CHARLOTTE — Mecklenburg health officials for the first time on Friday released ZIP code data showing vaccination rates for the county’s most vulnerable residents lag far behind people in affluent areas in Charlotte.
The patchwork of ZIP codes, showing data of residents at least partially vaccinated from December through April 14, once again sharply underscores the pandemic’s disproportionate toll on Black and brown communities. It also suggests Mecklenburg is months away from gaining herd immunity and stunting the spread of more coronavirus cases.
The data captured only the first week when all North Carolina adults were eligible to be vaccinated. State public health data shows that 357,433 Mecklenburg residents had received at least one shot as of April 14. But as of late Thursday, that number had climbed to 444,123 or 40% of the county’s population.
Marginalized communities in Mecklenburg’s crescent have some of the lowest rates of vaccinations, while those in the wedge — a collection of affluent neighborhoods in south Charlotte — have some of the highest. The average vaccination rate across all ZIP codes was 43%, according to an Observer analysis.
Dr. Meg Sullivan, the county’s medical director, on Thursday said Mecklenburg is relying on its equity plan to ensure all residents have easy and convenient access to the vaccines.
The county has also allocated doses to smaller community partners, including Black-owned Premier Pharmacy, to overcome trust and vaccine hesitancy issues.

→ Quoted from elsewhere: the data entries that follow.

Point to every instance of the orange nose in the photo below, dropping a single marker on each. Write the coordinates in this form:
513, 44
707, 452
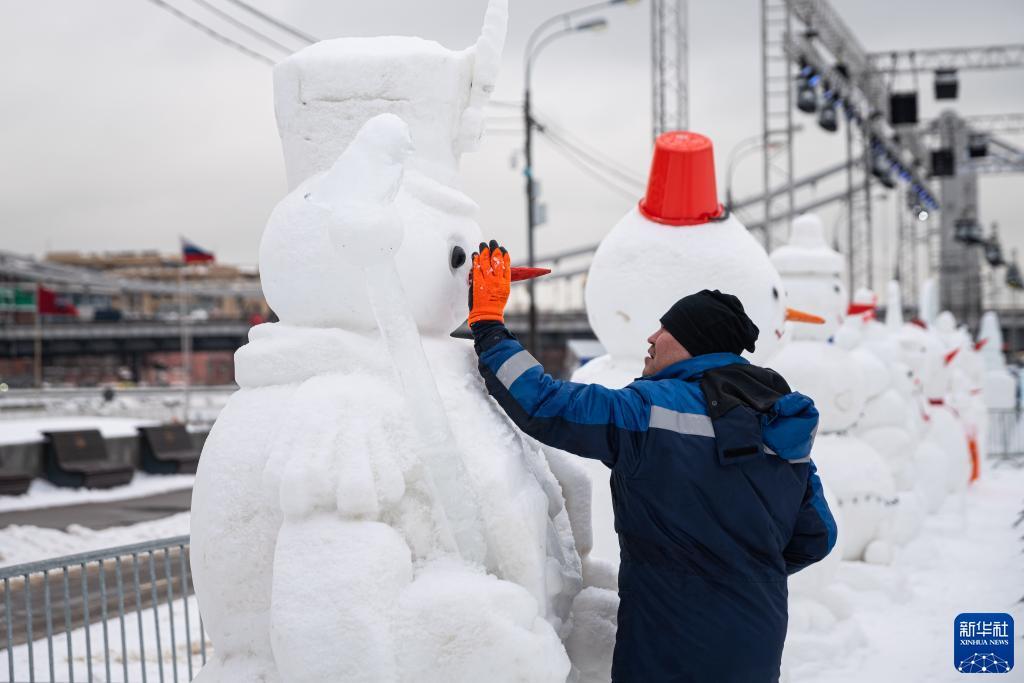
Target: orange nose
522, 272
800, 316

Black people make up 21.3% of the total population with at least one dose of the COVID-19 vaccine, according to Mecklenburg County, while they make up 33.9% of the county’s population. White people make up 58.8% of the total county population with at least one dose of the vaccine and 58.5% of the population, according to Mecklenburg.
Charlotte-Mecklenburg NAACP President Corine Mack said it’s not surprising to hear that marginalized communities in Charlotte have been underrepresented in vaccination efforts.
But it is “disturbing,” she said, especially “in a city that has predominantly people of color in leadership.”
“We must stop hurting Black people,” Mack said. “We must stop allowing Black people to be harmed. We must understand that we have a responsibility in this city to be intentional to turn things around.”
ZIP code 28212, in east Charlotte, ranks at the bottom of vaccinations, notching only 20% of residents immunized. Black people make up 43.2% of residents in that ZIP code, according to an Observer analysis.
Meanwhile, the largely white ZIP code 28207, along Queens and Providence roads, had the best vaccination rate at 71%. White people make up 93.9% of residents in that ZIP code, according to an Observer analysis.
And that ZIP code has the lowest concentration of Black residents in Mecklenburg County. Black people make up just 3.4% of residents in 28207.
North Mecklenburg towns also have a large percentage of residents partially vaccinated. That includes in ZIP code 28031 in Cornelius, where 84.5% of residents are white, and in ZIP code 28036 in Davidson, where 89.9% of residents are white, according to an Observer analysis.
The vaccination rates , which county officials obtained from the North Carolina Department of Health and Human Services, reflect vaccines administered by N.C. providers, as well as pharmacies like CVS and Walgreens. The data also incorporates immunizations in nursing homes and other long-term care facilities.
Public Health Director Gibbie Harris told reporters late last week that Mecklenburg is “just now starting to get good solid data ... that allows us to really understand what’s happening on the ground.”
“What we’re seeing is pretty much what we expected,” Harris said. “It just reinforces that fact that we’ve got certain populations that are underrepresented in the vaccines that have been given up to this date. We need to continue to focus on that and making sure that we’re making those vaccines available in those areas.”
The areas in Charlotte reporting the lowest rates of vaccination are also the areas most impacted by the pandemic, experiencing higher COVID-19 case rates throughout the year, health officials indicated.
Mecklenburg County Public Health along with hospital systems Novant Health and Atrium Health have launched pop-up efforts aimed at increasing vaccination rates in marginalized communities. But the data released Friday shows marginalized communities are still under-vaccinated.
“When we hold vaccination clinics in predominantly Black and brown communities, white folks are going to those areas and getting vaccinated,” Mack said.